No entanto, essas iniciativas têm alcance limitado frente à complexidade da cadeia produtiva e à falta de um sistema público eficaz de rastreamento do couro desde a origem do gado até o consumidor final.

“A fiscalização enfrenta obstáculos imensos, entre eles a ausência de identificação individual do gado e a prática comum de ‘esquentar’ animais criados ilegalmente, que são transferidos para fazendas regularizadas antes do abate”, alerta Camila Trigueiro de Lima, do Imazon. “É urgente a criação de regras mais claras, punições efetivas para frigoríficos e um sistema nacional robusto de rastreabilidade”, complementa.

Legislação frágil

A mesma Lei do Couro (Lei 4.888/65), embora represente um marco importante para a transparência e a correta identificação de produtos de origem animal no Brasil, ainda enfrenta diversas limitações em sua aplicação prática. Infrações são recorrentes, com estabelecimentos utilizando indevidamente o termo “couro” para descrever materiais sintéticos ou informando incorretamente a composição dos produtos.

Parte desse problema decorre do desconhecimento da norma por parte de consumidores e lojistas, o que favorece a perpetuação de práticas irregulares no comércio. A fiscalização também é um ponto sensível: sua efetividade depende de esforços contínuos e estruturados, que nem sempre são suficientes diante da complexidade do mercado. Ainda assim, a lei tem papel fundamental ao promover maior transparência para o consumidor, incentivar o bem-estar animal e fomentar práticas mais sustentáveis no setor coureiro, desde que acompanhada por ações educativas e mecanismos de controle mais robustos.

“Made in Italy”

De acordo com a Earthsight, entre os principais destinos do couro ilegal brasileiro está a Itália - responsável por processar e reembalar o material em curtumes de prestígio como Faeda e Conceria Cristina. Esse couro é posteriormente rotulado como "italiano" e abastece grifes que cobram entre R$ 1.900 e R$ 3.800 por bolsas comercializadas globalmente.

A Ong revelou que o curtume Durlicouros, maior exportador do Pará para a Europa, compra diretamente da Frigol e exportou, entre 2020 e 2023, 14.726 toneladas de couro à Itália. Embora empresas como Chanel, Hugo Boss e Chloé tenham negado o uso de couro brasileiro ou anunciado auditorias internas, o relatório aponta falhas sistêmicas nos mecanismos de certificação utilizados, como o Leather Working Group, que não exige rastreamento até a fazenda de origem.

Contramão da COP30

O escândalo ocorre em um momento simbólico: o Pará será palco da Conferência das Nações Unidas sobre Mudanças Climáticas este ano.
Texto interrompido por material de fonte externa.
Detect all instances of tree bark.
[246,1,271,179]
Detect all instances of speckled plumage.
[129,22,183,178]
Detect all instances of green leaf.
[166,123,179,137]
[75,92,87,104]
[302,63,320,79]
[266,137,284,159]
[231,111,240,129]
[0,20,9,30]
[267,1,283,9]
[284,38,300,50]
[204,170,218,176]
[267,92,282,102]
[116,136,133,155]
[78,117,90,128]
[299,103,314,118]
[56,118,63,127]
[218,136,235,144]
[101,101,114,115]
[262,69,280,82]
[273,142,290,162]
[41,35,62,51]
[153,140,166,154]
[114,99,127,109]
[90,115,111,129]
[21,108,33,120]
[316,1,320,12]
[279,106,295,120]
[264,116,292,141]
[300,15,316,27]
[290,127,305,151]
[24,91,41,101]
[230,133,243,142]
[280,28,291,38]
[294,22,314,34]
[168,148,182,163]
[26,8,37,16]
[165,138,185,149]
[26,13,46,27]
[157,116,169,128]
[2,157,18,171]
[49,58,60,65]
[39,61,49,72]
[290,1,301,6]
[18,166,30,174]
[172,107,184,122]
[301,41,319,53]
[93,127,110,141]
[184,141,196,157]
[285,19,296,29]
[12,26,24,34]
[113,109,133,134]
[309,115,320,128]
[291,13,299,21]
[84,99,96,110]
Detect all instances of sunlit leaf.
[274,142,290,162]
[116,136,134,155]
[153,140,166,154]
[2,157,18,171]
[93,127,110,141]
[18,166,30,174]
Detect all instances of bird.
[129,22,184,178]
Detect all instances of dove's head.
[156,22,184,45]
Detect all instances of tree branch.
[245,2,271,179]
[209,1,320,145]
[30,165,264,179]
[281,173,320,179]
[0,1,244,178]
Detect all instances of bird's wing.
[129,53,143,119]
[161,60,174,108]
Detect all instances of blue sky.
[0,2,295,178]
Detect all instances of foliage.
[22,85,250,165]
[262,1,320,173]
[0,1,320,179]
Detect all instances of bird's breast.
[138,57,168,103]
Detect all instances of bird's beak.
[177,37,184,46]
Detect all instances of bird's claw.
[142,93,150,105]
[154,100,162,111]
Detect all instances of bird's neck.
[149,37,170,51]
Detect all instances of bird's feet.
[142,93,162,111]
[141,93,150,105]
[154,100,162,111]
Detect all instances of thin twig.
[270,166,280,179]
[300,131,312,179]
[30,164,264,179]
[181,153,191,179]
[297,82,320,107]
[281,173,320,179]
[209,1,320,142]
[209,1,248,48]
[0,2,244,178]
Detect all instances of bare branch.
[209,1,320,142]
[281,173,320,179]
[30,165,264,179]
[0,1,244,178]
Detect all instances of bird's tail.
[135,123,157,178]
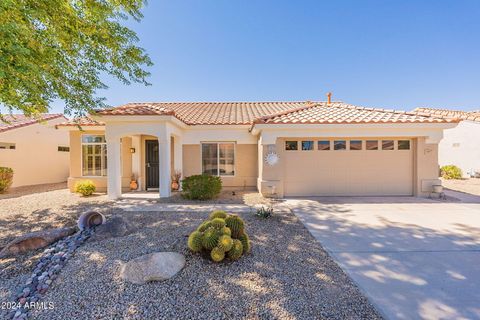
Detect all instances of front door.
[145,140,159,190]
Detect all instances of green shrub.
[182,174,222,200]
[0,167,13,193]
[440,164,463,179]
[75,180,95,197]
[187,212,251,262]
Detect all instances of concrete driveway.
[287,197,480,319]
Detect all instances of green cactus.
[188,231,203,252]
[210,210,227,220]
[202,227,220,250]
[210,247,225,262]
[238,232,251,254]
[225,214,245,239]
[227,239,243,260]
[217,235,233,252]
[220,227,232,236]
[197,221,212,232]
[210,218,225,229]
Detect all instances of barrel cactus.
[187,210,251,262]
[210,210,227,220]
[228,239,243,260]
[188,231,203,252]
[218,235,233,252]
[225,214,245,239]
[210,218,225,229]
[202,228,220,250]
[210,247,225,262]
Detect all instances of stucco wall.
[0,118,69,187]
[183,144,258,187]
[438,121,480,177]
[68,131,132,192]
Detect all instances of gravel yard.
[0,190,380,320]
[442,178,480,196]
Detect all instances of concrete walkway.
[287,197,480,319]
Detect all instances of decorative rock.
[92,217,134,240]
[120,252,185,284]
[0,228,75,257]
[77,211,106,230]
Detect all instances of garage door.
[283,139,413,196]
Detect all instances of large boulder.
[92,216,135,240]
[120,252,185,284]
[0,228,76,257]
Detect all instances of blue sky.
[52,0,480,112]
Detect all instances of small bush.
[182,175,222,200]
[0,167,13,193]
[187,211,251,262]
[440,164,463,179]
[75,180,95,197]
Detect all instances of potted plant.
[172,170,182,191]
[130,175,138,190]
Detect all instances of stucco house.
[0,114,70,187]
[57,101,458,199]
[414,108,480,178]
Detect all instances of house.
[58,101,458,199]
[0,114,70,187]
[414,108,480,177]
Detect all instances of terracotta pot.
[172,181,180,191]
[130,180,138,190]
A escolha do Estado, que lidera o ranking nacional de desmatamento vinculado à pecuária, lança luz sobre as contradições do Brasil na agenda ambiental. Só nos últimos 20 anos, uma área quase duas vezes maior que Portugal foi destruída no Pará, segundo a Earthsight.

“O Brasil se comprometeu internacionalmente a acabar com o desmatamento até 2030, mas a realidade mostra uma cadeia produtiva de couro altamente vulnerável à ilegalidade e marcada pela impunidade”, afirmou Rafael Pieroni, coordenador da investigação na América Latina. “É inaceitável que o luxo europeu continue sustentando esse modelo com base em promessas vazias e certificações deficientes”.

Pressão internacional

Com a entrada em vigor prevista para dezembro de 2025, o novo Regulamento de Produtos Livres de Desmatamento da União Europeia deverá impor exigências de rastreabilidade às importações de couro e outras commodities. No entanto, o adiamento da aplicação da lei tem sido criticado como um “presente” para setores que historicamente pressionam por flexibilização, como os curtumes italianos.
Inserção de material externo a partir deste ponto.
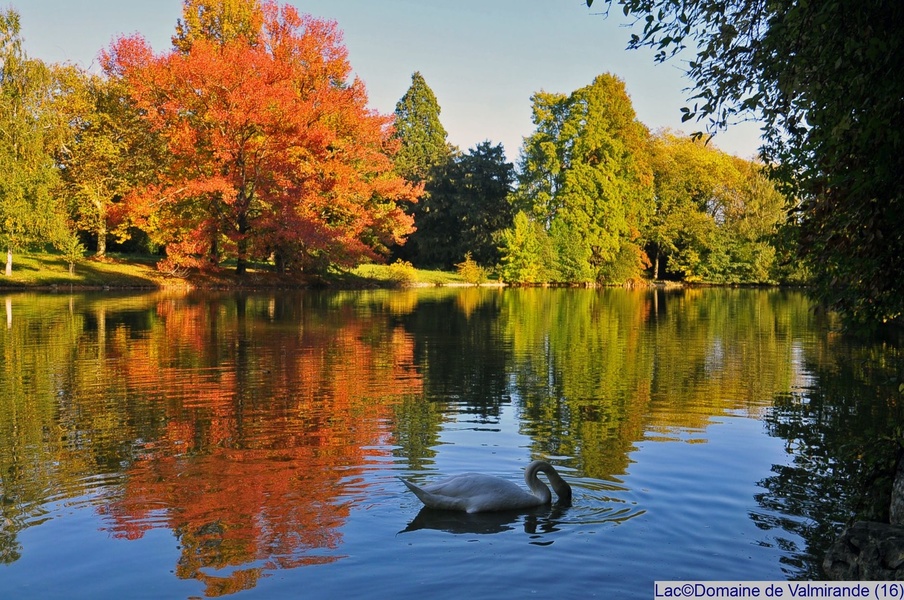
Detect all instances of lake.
[0,288,904,600]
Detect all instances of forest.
[0,0,895,318]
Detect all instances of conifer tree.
[395,71,452,182]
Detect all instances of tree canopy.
[587,0,904,323]
[508,74,653,282]
[104,0,417,273]
[0,9,69,276]
[393,71,452,182]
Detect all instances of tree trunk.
[97,223,107,258]
[653,248,659,281]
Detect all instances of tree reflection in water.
[0,289,904,596]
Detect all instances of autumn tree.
[587,0,904,325]
[0,9,71,276]
[56,66,166,257]
[104,0,418,274]
[510,74,652,282]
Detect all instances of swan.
[399,460,571,513]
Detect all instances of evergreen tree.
[587,0,904,325]
[395,71,452,183]
[408,141,515,268]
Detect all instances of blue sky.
[14,0,759,161]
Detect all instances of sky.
[12,0,760,162]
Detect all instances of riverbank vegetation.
[0,0,900,328]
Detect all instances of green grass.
[0,253,163,289]
[0,253,464,289]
“A entidade europeia precisa ser aplicada com rigor e sem mais delongas. O tempo para ajustes acabou. A única forma de garantir que o couro que chega à Europa não esteja manchado por crimes ambientais e violações de direitos humanos é exigir provas documentais da origem de cada pele, desde a fazenda até a vitrine”, conclui Pieroni.